In this problem, you are going to use your python programming skills to create a visual representation of a social network where users can follow each other. More specifically, you will use information from two text files and draw lines representing the relationships in the network. If a user follows another user, your output should have a line connecting the two people.
You will be given two files through command-line arguments. The first
file is a list of each person in the network, each on a separate line,
where their name is followed by a colon and then a list of all the
people that they follow. The second file is a list of coordinates. Each
line has the name of a person in the network, followed by a colon and
then a comma separated list of two integers representing the x and y
coordinates you will use to place the node representing that person on
the canvas. For example, two matching files, users.txt
and
coords.txt
, might look like this (note that the users needn't
necessarily be in the same order in both files):
users.txt
Juliette: Brahm, Nick, Julie, Cynthia
Brahm: Juliette, Nick, Cynthia, Mehran, Chris, Cynthia
Mehran: Oliver, Chris
Chris: Mehran, Oliver
Nick: Juliette, Julie, Keith
Julie: Juliette, Nick, Cynthia
Oliver: Mehran, Chris
Cynthia: Juliette, Julie, Keith
Keith: Nick, Cynthia
coords.txt
Brahm: 141, 343
Chris: 390, 65
Cynthia: 100, 250
Julie: 185, 670
Juliette: 238, 409
Keith: 30, 400
Mehran: 550, 145
Nick: 14, 585
Oliver: 699, 18
Your job is to implement the following function:
def draw_friend_graph(canvas, friends_file, coordinates_file):
"""
Draws a graph representing the friend network.

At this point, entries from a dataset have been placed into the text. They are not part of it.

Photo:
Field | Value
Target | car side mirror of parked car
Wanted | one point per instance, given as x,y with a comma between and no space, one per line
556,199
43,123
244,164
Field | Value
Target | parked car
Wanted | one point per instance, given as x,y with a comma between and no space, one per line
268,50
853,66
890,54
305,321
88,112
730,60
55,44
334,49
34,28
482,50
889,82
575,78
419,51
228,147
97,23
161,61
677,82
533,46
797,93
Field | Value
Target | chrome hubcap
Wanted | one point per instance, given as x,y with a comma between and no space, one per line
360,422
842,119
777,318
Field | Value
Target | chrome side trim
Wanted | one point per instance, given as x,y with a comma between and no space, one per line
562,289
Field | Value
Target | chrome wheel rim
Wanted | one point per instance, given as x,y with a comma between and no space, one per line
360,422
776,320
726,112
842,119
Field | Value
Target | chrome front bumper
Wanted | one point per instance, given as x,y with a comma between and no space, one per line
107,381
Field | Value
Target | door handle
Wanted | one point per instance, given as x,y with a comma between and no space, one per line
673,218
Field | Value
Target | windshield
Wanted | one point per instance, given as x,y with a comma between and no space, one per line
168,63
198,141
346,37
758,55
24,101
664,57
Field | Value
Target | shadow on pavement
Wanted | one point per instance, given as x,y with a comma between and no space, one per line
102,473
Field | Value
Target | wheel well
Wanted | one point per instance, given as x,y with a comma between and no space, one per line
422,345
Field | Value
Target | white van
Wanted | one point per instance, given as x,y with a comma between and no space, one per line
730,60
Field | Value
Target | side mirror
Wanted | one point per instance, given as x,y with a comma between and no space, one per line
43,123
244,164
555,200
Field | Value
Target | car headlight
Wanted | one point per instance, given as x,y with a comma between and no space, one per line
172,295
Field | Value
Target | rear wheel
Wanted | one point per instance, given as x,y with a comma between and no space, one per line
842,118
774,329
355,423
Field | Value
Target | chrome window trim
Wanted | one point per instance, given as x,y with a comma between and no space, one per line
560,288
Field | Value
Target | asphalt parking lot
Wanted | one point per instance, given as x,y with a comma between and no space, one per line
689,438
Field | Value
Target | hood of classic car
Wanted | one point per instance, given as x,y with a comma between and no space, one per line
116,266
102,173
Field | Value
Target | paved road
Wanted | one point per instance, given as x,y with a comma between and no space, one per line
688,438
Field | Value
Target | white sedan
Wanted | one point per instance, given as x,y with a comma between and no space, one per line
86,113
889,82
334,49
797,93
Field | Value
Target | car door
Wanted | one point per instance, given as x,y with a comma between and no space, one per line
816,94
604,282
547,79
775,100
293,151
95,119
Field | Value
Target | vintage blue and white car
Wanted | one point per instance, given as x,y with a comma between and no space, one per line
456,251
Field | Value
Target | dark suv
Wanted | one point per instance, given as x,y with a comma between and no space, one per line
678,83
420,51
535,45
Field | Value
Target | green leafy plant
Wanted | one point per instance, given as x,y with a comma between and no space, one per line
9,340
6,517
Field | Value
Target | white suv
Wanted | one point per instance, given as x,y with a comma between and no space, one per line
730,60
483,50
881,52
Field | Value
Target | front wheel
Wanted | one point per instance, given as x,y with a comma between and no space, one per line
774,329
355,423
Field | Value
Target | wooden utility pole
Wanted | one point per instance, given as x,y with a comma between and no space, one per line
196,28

For each user,
draw a circle at their respective coordinates and a label with their name.
Next, draw lines connecting that circle to the circle of each person they
follow.
"""
As you consider how best to approach the problem and store your data, keep in mind that relationships aren't necessarily symmetric. For example, note that Brahm follows several users in the example above, but despite his best efforts to use in-vogue hashtags, has but a single humble follower.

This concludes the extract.